PRIDE: Modern Activism and a Film About People

It is very rare for me to justify standing and applauding at the end of a performance unless I do it without thinking about it. If I have to question the standing ovation then it is not needed, simple. Pride at the Toronto International Film Festival was a standing up occasion, so much so that we were covered in tears and smiling and not second guessing the fact that the film we had just seen was not only incredible but…awe inspiring.

The plot followed a small Lesban and Gay group who wanted to support a small Welsh town during the Miner strike in 1984. The humour was natural, genuine, not forced not funny but small and quaint. The emotions were real, three dimensional, not forced. This film was not forced. We were lucky enough to be at the North American premiere and heard the director, the cast, and some of the real people the story was based off of speak at the end. It came up that modern activism was represented in this film not by riots, not by ALS Bucket Challenges, not by a surge of social media following, but by actually physically supporting and being there for one another, and that this is the way of the future to make change.
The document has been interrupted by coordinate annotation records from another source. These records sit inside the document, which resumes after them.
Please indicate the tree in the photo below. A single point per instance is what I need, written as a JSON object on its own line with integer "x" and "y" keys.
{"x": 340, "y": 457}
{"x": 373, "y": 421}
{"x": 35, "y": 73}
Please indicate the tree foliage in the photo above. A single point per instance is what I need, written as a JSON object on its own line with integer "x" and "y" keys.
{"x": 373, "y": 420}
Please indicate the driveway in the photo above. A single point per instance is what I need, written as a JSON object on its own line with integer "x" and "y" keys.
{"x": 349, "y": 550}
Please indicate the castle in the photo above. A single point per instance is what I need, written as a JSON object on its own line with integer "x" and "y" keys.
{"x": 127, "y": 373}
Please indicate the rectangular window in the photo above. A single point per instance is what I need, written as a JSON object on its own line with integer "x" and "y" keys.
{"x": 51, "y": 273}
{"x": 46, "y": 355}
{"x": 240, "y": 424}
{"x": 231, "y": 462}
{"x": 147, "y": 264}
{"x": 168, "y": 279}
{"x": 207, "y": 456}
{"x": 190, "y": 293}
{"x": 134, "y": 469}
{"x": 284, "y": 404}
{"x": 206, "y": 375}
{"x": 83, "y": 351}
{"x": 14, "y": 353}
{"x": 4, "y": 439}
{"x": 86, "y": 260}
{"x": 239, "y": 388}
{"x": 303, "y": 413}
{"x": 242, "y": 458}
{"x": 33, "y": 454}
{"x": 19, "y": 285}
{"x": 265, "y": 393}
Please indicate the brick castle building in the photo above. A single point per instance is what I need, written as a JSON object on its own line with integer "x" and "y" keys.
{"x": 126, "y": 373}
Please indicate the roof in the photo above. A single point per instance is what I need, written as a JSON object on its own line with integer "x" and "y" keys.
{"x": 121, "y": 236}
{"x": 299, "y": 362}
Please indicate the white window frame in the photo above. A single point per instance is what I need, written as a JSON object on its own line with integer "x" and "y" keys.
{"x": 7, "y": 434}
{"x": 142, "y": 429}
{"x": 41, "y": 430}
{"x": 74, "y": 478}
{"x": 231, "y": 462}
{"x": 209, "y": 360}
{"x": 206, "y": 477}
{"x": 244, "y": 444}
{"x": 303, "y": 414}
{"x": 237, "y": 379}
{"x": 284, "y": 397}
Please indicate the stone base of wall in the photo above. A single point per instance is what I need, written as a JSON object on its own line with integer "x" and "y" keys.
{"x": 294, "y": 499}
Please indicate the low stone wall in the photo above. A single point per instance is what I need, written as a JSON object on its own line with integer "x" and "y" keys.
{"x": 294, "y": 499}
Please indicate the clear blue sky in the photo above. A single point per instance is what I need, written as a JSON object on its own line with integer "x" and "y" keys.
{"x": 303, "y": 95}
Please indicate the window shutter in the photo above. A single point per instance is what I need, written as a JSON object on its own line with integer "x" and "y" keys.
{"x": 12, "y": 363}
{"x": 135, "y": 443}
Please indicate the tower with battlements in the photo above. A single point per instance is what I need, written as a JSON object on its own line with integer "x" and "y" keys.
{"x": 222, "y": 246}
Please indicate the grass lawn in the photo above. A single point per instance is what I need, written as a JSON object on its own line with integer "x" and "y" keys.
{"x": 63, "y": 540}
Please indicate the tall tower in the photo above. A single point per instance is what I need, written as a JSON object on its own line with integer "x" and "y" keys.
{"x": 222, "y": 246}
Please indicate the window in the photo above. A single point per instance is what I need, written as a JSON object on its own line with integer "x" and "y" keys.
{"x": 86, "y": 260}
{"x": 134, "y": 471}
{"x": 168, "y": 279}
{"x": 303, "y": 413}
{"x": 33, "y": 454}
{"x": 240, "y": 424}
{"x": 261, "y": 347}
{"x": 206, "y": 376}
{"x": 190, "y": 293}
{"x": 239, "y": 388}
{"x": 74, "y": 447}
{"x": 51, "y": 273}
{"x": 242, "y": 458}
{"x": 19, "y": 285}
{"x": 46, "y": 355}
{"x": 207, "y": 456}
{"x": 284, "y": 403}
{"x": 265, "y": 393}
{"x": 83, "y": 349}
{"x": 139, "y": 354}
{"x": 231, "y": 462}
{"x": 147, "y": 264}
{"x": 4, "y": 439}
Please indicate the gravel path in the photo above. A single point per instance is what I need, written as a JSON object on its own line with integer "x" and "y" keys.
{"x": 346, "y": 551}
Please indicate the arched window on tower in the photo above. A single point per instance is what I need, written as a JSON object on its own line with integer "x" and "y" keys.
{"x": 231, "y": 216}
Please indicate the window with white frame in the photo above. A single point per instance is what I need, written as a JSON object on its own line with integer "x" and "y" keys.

That touched home for me, in the midst of writing a speech for the Night Steps fundraiser that I am walking for Canadian National Institute for the Blind later this month but also speaking and acting as an ambassador for the organisation. I want to be around people who work towards a common goal, and get excited with them, feel the passion from their voice and the touch of their hands. Modern Activism means awareness through contact, through passion that is directed through in-real-life contact, in-real-life IMPACT, those are the things that make a difference.

PRIDE brought people together, brought an audience to joyeous, loud laughter and tears through smiles. Everything about this experience moved me, and in a way prompted me to challenge myself to DO. To BE with people, to MEET new people, and to TRY. What do I have to be ashamed of? Be proud of the things that you believe in, don’t hide the, don’t hide yourself, and MAKE IT HAPPEN.

I am only seeing one film at TIFF this year and I am incredibly thrilled that it was PRIDE, which brought me to my feet to applaud not the acting, not the depiction, not the story, but the commitment to respect and the message of support and passion.

See this film. It is coming to the Princess Cinemas in Waterloo, I will be going again (this October) and make an effort to support people today, be there for them, and put down your cellphone and visit people more. There is nothing like seeing someone in the flesh and affecting change in each other.